IoTやデジタルマーケティングに大きな可能性

今後の法人事業の成長を考える上で、われわれが特に注目しているのがIoTです。5Gが普及し、モノとモノの通信が本格化すれば、そこから発生するデータをどうやって活用するかが産業の基幹になる時代がやってきます。実は昨年、体験したものしか売らないというモットーに則り、新本社を丸ごとスマートビル化しました。1,000以上のセンサーを設置して、そこから得られるデータをAIが分析し、オフィスの最適化に役立てているほか、周辺の商業施設や利用客にもデータを提供しています。この新本社ビルをモデルケースとして、スマートビル・スマートオフィスのビジネスを展開していく考えです。スマートビルで一体どうやって儲けるのかというご質問をいただくこともありますが、データ活用が当たり前の世界になれば、例えば水道・電気と同じように、共用費としてデータプラットフォームの利用料をいただくことができると思っています。

今後IoTは、オフィスだけでなく、工場、小売り、お店などさまざまな場所に広がっていきます。日本の全ての企業が、どうやってデータを活用しようかと考え始めるでしょう。そうなれば、まさにソフトバンクの出番。さあ来いという気持ちで待ち構えています。

デジタルマーケティング市場にも大きな可能性を見いだしています。われわれがデジタルマーケティングと言った時、顧客企業が実際にデジタル広告を出すのはヤフーやLINEのサービス上となります。しかしマーケティングの根幹は、広告を介して得られるさまざまなデータを分析し、いかにして次のアクションプランに繋げるかにあります。ソフトバンクが取り組んでいるのはまさにこの、データ分析・活用のコンサルティングです。実際に提案力の強化のため、研修の充実による人材強化や、実績のある企業との連携を積極的に進めています。付加価値の高いコンサルティングの部分を当社の法人事業が担うことで、今後もデジタルマーケティング分野で大きな成長を見込んでいます。

法人事業は、日本で確立したビジネスを海外へ展開する「Beyond Japan」の取り組みも進めています。第一弾として、アジア10カ国でデジタルマーケティングビジネスを展開するADA社へ出資を行いました。われわれが目指すのは、優れた海外企業との共創によって、コストを最小限に抑え効率よく自社のサービスを広めていく“アセットライト”な海外展開です。

取り組むべき課題は情報セキュリティと人材育成

当社は、事業を大きく拡大すると同時に、リスク管理も徹底して行っています。中でも、クラウドやIoT、デジタルマーケティングなどのサービスを提供する法人事業にとって、情報セキュリティは非常に重要な課題です。特にBtoBtoCのビジネスでは個人のお客さまの情報を扱うことになりますから、情報管理の重要性はますます増しています。当社では、CDO(最高データ責任者)が統括するCDO室で厳格なルールを定め、厳重にデータの取り扱いを管理しています。情報セキュリティに100%というのはありませんので、常に課題認識を持って、セキュリティの強化・改善に日々取り組んでいます。

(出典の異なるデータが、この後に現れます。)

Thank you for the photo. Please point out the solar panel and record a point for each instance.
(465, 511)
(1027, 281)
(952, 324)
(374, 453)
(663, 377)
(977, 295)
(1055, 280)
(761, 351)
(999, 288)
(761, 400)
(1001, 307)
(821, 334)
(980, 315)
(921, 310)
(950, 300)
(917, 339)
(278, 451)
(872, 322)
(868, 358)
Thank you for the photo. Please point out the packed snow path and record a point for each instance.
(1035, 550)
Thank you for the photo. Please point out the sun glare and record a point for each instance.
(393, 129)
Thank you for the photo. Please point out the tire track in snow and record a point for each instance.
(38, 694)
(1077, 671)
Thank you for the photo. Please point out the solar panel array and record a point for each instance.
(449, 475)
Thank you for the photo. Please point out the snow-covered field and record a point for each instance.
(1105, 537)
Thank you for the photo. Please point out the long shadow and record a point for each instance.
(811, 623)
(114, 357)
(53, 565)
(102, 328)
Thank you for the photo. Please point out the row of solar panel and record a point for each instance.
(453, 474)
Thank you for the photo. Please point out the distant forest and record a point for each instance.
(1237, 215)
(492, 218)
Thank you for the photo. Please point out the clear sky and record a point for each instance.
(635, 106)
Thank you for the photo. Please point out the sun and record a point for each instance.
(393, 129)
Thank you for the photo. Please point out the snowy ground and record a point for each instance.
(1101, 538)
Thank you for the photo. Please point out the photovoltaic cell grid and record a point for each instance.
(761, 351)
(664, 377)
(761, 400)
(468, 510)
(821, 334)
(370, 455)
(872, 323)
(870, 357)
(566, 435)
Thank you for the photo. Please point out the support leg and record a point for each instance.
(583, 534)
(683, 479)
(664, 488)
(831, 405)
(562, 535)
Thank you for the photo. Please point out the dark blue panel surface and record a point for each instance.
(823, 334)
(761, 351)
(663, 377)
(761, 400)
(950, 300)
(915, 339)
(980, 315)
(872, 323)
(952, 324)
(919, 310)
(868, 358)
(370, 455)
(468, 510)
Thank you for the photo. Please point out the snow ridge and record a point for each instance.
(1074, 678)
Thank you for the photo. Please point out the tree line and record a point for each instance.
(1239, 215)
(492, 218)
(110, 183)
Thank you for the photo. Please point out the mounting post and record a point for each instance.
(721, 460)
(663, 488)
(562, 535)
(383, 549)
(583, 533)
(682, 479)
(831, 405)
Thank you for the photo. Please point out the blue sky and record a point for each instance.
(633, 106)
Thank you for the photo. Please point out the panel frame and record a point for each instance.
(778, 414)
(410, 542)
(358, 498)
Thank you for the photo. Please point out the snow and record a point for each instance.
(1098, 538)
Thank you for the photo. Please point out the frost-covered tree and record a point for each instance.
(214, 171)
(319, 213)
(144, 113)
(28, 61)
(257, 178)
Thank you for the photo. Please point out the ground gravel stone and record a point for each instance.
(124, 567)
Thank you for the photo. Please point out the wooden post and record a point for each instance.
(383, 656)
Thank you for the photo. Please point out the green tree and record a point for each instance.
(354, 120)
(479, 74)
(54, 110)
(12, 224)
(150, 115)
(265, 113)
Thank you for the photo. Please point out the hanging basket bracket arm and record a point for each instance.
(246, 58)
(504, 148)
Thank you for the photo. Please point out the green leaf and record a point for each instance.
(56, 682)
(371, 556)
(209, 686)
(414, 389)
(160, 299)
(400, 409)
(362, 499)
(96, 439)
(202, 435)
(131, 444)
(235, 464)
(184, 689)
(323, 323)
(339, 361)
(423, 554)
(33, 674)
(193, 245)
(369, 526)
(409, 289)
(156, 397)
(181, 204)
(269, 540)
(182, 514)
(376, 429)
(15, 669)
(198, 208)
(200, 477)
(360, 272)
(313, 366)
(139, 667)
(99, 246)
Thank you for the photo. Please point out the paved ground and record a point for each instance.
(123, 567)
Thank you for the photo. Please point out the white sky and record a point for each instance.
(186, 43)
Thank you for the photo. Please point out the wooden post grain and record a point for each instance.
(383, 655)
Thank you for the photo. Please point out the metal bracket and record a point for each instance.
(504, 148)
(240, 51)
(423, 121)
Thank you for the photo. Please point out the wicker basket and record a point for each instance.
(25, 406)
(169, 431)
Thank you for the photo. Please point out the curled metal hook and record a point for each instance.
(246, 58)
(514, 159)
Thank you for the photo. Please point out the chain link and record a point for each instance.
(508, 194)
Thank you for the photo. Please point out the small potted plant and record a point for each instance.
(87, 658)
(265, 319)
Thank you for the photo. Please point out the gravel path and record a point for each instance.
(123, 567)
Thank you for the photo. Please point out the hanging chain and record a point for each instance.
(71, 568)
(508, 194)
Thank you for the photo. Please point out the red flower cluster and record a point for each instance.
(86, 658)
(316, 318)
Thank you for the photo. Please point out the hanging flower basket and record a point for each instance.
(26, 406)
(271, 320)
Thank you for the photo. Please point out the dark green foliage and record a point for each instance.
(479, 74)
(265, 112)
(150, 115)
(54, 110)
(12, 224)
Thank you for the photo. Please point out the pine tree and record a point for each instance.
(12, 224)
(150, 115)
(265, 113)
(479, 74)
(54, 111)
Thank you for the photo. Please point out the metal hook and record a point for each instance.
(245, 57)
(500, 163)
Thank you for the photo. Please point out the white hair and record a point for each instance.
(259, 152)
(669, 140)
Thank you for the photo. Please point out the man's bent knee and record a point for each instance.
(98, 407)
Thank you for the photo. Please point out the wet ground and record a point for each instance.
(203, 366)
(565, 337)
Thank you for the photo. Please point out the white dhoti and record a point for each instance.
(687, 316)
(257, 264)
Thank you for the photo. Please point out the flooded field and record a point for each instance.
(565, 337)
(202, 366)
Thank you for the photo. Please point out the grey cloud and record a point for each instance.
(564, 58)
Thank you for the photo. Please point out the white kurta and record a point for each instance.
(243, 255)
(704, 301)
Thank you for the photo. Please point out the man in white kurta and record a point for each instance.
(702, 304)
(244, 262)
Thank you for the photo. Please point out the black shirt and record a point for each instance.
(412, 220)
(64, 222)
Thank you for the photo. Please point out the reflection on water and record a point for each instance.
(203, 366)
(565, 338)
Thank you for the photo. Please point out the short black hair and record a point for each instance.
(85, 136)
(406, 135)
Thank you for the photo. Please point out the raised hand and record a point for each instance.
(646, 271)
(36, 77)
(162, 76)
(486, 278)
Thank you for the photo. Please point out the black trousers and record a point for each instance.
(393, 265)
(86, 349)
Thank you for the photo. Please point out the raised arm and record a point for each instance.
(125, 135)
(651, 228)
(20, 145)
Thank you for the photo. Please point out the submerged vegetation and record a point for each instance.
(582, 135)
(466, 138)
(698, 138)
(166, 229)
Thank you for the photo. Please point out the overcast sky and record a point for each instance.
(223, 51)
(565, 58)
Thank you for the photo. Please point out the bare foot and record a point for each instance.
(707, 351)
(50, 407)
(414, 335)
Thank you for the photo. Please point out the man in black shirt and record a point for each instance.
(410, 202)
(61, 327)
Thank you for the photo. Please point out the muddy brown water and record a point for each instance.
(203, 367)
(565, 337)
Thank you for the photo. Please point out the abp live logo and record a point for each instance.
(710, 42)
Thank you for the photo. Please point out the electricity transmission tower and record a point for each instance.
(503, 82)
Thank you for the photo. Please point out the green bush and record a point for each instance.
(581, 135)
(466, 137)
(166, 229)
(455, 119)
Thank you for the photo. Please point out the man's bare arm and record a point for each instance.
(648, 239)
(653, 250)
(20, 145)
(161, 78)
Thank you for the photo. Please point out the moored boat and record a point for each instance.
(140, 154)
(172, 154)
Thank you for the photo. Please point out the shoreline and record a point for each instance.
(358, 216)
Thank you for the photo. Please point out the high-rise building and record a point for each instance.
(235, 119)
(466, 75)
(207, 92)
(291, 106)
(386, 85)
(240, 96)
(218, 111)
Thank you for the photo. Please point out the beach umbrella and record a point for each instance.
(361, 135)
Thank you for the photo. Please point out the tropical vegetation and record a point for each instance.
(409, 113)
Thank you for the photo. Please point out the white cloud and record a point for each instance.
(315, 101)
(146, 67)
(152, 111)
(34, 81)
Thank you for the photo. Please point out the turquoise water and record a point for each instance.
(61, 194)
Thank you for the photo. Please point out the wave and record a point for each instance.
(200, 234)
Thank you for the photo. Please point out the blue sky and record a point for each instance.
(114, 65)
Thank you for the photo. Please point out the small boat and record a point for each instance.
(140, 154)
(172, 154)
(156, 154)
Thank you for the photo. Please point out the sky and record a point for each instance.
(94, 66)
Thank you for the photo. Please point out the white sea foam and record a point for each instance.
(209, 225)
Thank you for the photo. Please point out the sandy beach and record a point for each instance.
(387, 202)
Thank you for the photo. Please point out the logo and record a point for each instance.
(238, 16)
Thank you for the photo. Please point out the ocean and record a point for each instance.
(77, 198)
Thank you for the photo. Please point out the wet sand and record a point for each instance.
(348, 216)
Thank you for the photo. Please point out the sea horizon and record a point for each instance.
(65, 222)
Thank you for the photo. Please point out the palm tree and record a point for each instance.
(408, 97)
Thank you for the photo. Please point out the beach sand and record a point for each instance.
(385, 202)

もう一つ、われわれが事業を挙げて取り組んでいるのが人材の育成です。ソリューション提案型のビジネスにおいては、企業の抱える課題“ペインポイント”をいかに的確に見つけ出せるかが、勝負のカギとなります。われわれがいわゆる通信のモノ売りをしていた頃は、企業の情報システムの部署に売り込みをするだけでしたが、ソリューションビジネスはそれではダメですよね。もっとその企業の懐に入り込まないといけない。財務諸表から中期計画まで徹底的に読み込み、経営者が何を思考しているかを理解しなければ、ソリューションを作り上げるなんて不可能です。そのため法人事業では、財務からコンサルティングまで幅広い研修プログラムを用意し、営業員ひとりひとりが経営者の目線で物事を考えられるよう、日々トレーニングを行っています。また一口にソリューションと言っても、業界ごとに事業環境は大きく異なります。そこでわれわれは業界に特化したチームを作り、さらに知見を深める努力をしています。現在は、企業の中に入り込んで業務プロセス自体を組み立て直すことのできる人材の確保が急務となっており、社内でその育成を急ぐとともに、外部からも人材を集めているところです。デジタル人材の育成・確保は法人事業の今後の成長に欠かせませんので、引き続き重点課題として取り組んでいきます。

SDGsと法人事業

ソフトバンクの企業理念は「情報革命で人々を幸せに」することです。国連の定める「持続可能な開発目標(SDGs)」の達成に向けて世界中が取り組みを進める中、日本の多くの企業・自治体にソリューションを提供するわれわれソフトバンクができることは何か、常に考えていかなければいけないと思っています。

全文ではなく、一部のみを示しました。